Mr. Cole’s final submission was that his clients used the City’s arms decoratively, and that such use did not constitute ” bearing ” the arms in the heraldic sense of that word. He said that the seal of the Palace of Varieties bore their name, and that the arms of Manchester in the centre were only an embellishment. Moreover, he argued that in Mediaeval times, it was not uncommon for men to seal with another’s seal, and quoted examples. He also submitted that, as in Russel’s Case (1692) and Donmille’s Case (1692), if there were a wrong, it was a wrong done to the office of the King of Arms (Norroy) and that, consequently, redress lay in the Divisional Court of the Queen’s Bench.
The Surrogate retired before giving this judgment: ” As Surrogate to the Earl Marshal, I declare that the Court has jurisdiction in this matter. I give judgment for the agreed amount of costs (£300). The reasons for the judgment will be put into writing. I shall deliver them at an early date, and, by the permission of the Earl Marshal, I shall do so in his absence”.
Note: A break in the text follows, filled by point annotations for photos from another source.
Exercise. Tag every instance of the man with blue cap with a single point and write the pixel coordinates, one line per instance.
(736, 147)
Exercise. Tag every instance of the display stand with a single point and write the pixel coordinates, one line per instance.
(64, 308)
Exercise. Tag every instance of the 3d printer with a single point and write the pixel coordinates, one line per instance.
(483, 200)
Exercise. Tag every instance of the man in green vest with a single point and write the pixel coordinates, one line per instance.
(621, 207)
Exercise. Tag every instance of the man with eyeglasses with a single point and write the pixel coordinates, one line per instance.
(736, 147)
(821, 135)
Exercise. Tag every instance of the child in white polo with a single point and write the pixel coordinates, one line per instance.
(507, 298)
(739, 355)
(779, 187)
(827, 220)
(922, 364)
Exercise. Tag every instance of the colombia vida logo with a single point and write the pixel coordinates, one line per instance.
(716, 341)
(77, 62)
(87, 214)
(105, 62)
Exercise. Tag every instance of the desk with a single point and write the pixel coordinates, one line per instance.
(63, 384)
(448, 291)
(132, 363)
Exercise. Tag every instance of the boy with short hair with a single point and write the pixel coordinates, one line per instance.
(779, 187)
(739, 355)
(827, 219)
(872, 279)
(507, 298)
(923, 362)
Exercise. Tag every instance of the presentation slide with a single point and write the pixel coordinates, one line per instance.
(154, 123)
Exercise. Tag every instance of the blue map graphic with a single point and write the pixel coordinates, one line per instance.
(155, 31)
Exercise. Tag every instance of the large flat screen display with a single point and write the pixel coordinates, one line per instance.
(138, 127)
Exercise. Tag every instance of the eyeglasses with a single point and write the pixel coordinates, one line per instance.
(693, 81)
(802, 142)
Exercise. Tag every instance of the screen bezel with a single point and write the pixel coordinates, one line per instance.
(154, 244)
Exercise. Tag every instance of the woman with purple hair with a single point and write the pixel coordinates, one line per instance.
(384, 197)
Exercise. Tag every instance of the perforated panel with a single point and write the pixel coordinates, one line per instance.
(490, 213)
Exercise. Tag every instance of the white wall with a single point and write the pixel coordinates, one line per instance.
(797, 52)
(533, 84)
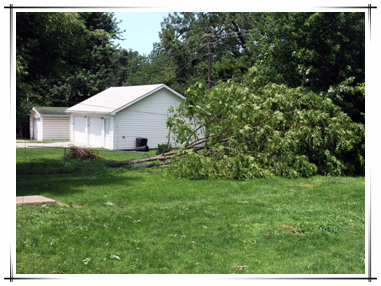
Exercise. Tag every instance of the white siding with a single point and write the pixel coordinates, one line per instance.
(80, 129)
(36, 132)
(56, 128)
(146, 118)
(95, 131)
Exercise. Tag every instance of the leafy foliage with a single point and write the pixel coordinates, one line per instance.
(163, 148)
(252, 129)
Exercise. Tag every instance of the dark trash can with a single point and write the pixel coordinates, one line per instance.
(142, 148)
(140, 142)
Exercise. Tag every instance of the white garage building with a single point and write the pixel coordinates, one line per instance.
(115, 117)
(49, 123)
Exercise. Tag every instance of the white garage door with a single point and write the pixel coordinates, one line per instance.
(36, 125)
(80, 129)
(95, 131)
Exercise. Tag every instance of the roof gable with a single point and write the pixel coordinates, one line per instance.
(114, 99)
(48, 110)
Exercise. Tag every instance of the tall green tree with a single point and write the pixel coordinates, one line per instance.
(319, 51)
(66, 57)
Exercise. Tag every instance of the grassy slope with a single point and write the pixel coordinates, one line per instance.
(143, 221)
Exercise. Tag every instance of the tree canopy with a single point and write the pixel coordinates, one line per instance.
(288, 89)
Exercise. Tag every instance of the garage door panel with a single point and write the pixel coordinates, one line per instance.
(95, 131)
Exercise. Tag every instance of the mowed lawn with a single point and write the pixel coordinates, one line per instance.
(144, 221)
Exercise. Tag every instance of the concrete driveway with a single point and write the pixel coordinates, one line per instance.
(36, 144)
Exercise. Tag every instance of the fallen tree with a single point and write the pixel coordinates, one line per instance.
(251, 129)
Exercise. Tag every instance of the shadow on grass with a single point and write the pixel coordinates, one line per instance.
(56, 176)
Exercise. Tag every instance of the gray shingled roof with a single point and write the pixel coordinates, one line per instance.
(114, 99)
(45, 110)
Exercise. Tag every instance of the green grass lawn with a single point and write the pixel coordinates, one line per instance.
(143, 221)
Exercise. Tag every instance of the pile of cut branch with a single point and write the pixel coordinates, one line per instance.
(82, 154)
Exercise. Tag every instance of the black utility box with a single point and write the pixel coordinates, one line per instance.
(142, 148)
(140, 142)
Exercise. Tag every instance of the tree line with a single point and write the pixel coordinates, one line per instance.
(71, 56)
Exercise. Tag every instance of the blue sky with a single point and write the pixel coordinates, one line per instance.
(142, 30)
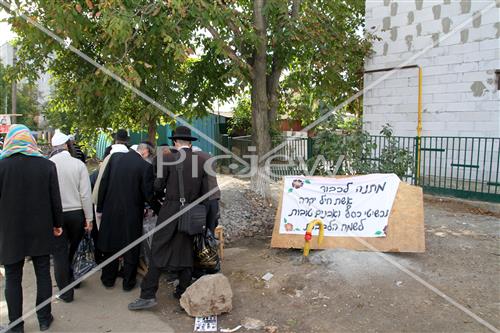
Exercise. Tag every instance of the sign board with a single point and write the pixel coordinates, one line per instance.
(205, 324)
(369, 212)
(4, 123)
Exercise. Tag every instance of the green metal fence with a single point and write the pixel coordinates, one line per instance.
(465, 167)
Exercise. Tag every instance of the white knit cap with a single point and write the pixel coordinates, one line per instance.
(59, 138)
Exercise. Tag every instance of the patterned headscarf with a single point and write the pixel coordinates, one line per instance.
(20, 140)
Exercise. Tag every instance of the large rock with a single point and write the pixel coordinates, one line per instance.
(210, 295)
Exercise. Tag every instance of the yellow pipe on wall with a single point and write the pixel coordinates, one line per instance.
(419, 121)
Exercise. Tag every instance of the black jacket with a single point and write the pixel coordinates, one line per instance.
(127, 183)
(171, 249)
(30, 206)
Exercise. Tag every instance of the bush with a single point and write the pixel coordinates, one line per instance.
(344, 136)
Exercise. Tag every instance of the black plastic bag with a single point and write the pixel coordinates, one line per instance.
(206, 253)
(84, 259)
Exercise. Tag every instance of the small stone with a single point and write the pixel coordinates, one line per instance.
(210, 295)
(252, 324)
(271, 329)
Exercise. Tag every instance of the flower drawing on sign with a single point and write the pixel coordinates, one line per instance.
(297, 183)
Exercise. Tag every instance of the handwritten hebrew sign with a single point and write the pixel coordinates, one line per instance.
(348, 207)
(370, 212)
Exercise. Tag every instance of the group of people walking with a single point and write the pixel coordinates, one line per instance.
(48, 204)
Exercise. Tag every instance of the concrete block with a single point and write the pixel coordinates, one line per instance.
(399, 20)
(404, 7)
(381, 11)
(489, 126)
(465, 67)
(440, 88)
(446, 60)
(489, 65)
(486, 116)
(452, 38)
(433, 126)
(481, 56)
(445, 98)
(458, 87)
(491, 16)
(399, 46)
(459, 126)
(394, 100)
(434, 108)
(424, 15)
(440, 50)
(437, 70)
(489, 44)
(421, 42)
(452, 9)
(445, 117)
(405, 30)
(427, 98)
(474, 76)
(430, 27)
(460, 106)
(396, 82)
(372, 101)
(449, 78)
(493, 106)
(484, 32)
(464, 48)
(427, 78)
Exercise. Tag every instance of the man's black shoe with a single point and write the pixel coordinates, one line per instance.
(46, 324)
(129, 287)
(141, 304)
(65, 299)
(177, 294)
(16, 329)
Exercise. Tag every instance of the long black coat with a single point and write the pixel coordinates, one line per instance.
(30, 206)
(127, 183)
(172, 249)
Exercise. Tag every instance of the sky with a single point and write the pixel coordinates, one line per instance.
(5, 33)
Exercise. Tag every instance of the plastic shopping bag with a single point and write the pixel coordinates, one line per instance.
(84, 259)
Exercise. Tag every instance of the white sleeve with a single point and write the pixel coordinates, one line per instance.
(85, 193)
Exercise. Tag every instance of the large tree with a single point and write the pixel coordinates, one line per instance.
(186, 53)
(313, 48)
(149, 44)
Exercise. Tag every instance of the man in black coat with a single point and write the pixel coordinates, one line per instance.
(126, 185)
(173, 250)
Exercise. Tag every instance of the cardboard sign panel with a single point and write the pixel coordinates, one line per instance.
(404, 230)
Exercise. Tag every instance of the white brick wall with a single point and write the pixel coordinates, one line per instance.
(459, 83)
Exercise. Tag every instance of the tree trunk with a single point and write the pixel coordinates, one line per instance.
(152, 125)
(261, 133)
(260, 102)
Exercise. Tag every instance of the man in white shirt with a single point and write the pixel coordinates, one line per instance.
(74, 185)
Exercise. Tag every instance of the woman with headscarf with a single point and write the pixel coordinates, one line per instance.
(31, 215)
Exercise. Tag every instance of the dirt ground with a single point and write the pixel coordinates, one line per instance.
(345, 291)
(333, 291)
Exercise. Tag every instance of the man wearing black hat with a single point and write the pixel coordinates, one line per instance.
(173, 250)
(126, 184)
(121, 138)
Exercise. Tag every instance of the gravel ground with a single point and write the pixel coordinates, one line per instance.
(243, 213)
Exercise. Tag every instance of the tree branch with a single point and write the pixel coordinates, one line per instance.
(277, 68)
(230, 52)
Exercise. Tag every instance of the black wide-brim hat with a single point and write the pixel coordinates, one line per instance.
(121, 135)
(182, 133)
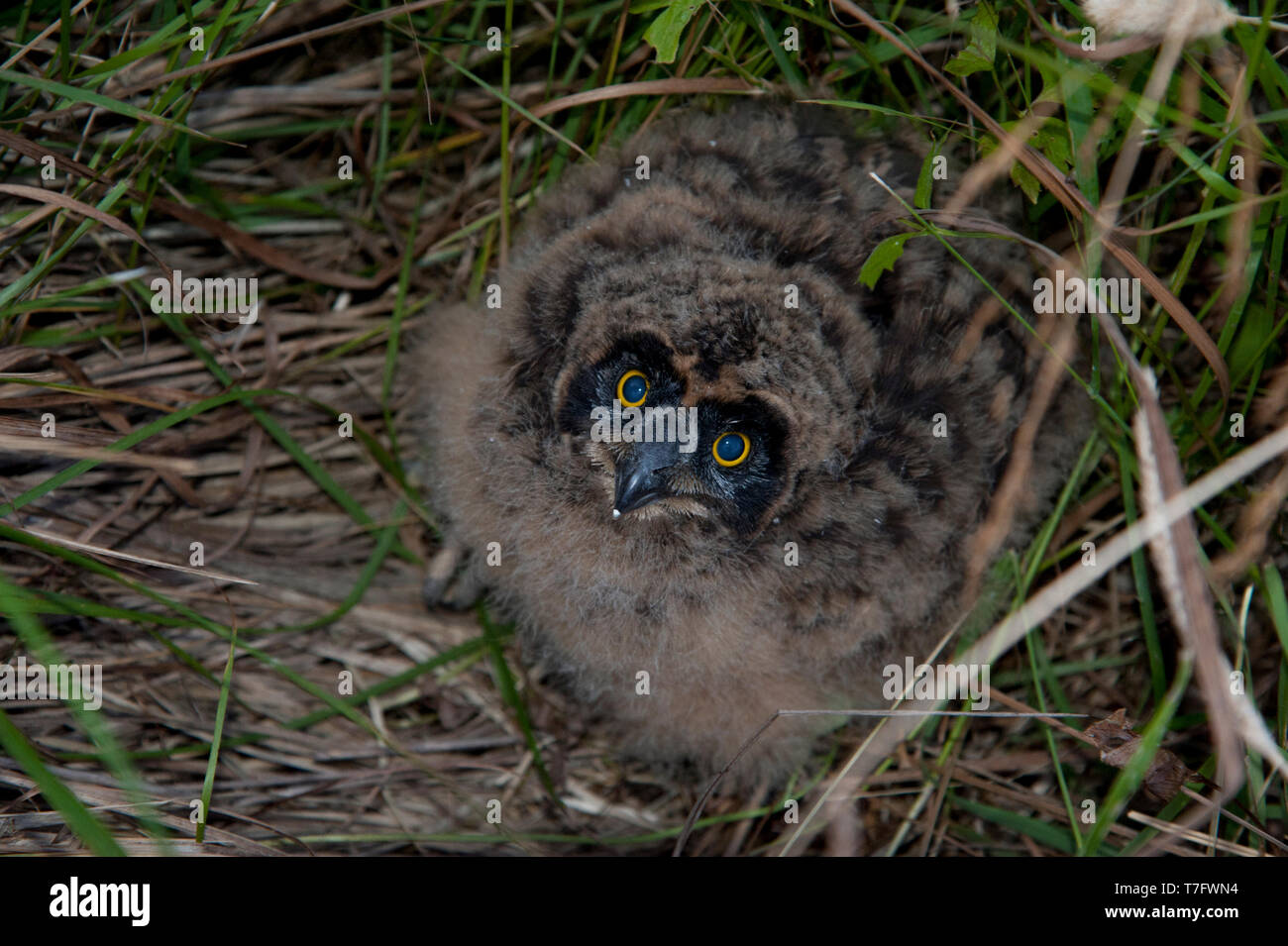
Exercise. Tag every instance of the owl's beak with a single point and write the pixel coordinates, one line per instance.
(638, 481)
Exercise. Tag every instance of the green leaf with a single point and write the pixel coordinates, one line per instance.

Most students of heraldry had no doubts in their minds that the Court of Chivalry was still extant and that if a case of misuse of armorial bearings were alleged, the Court was competent to hear it. There was, however, grave doubt as to whether the Court’s powers were now sufficient to enforce any sentence it might pronounce, and perhaps the most important consequence of this case is to remind the ignorant that there is an enforceable law of arms. The bearing of arms in England will no doubt remain controlled by custom, good manners and a sense of the fitness of things; yet it is good that those who have forgotten their manners, should be reminded that the law takes as much notice of bad heraldic manners as it does of more violent forms of discourtesy. The prevalent and regrettable philosophy that so long as something is not illegal, it cannot be unethical, has been even more confined. The arm of the law stretches far. In an unchivalrous age, a legal decision may well be an useful weapon in the hands of those who would protect their own arms, as also the ancient usages of heraldry.
Although Lord Goddard has now delivered his reasoned judgment it was, unfortunately, too late to be included in this article.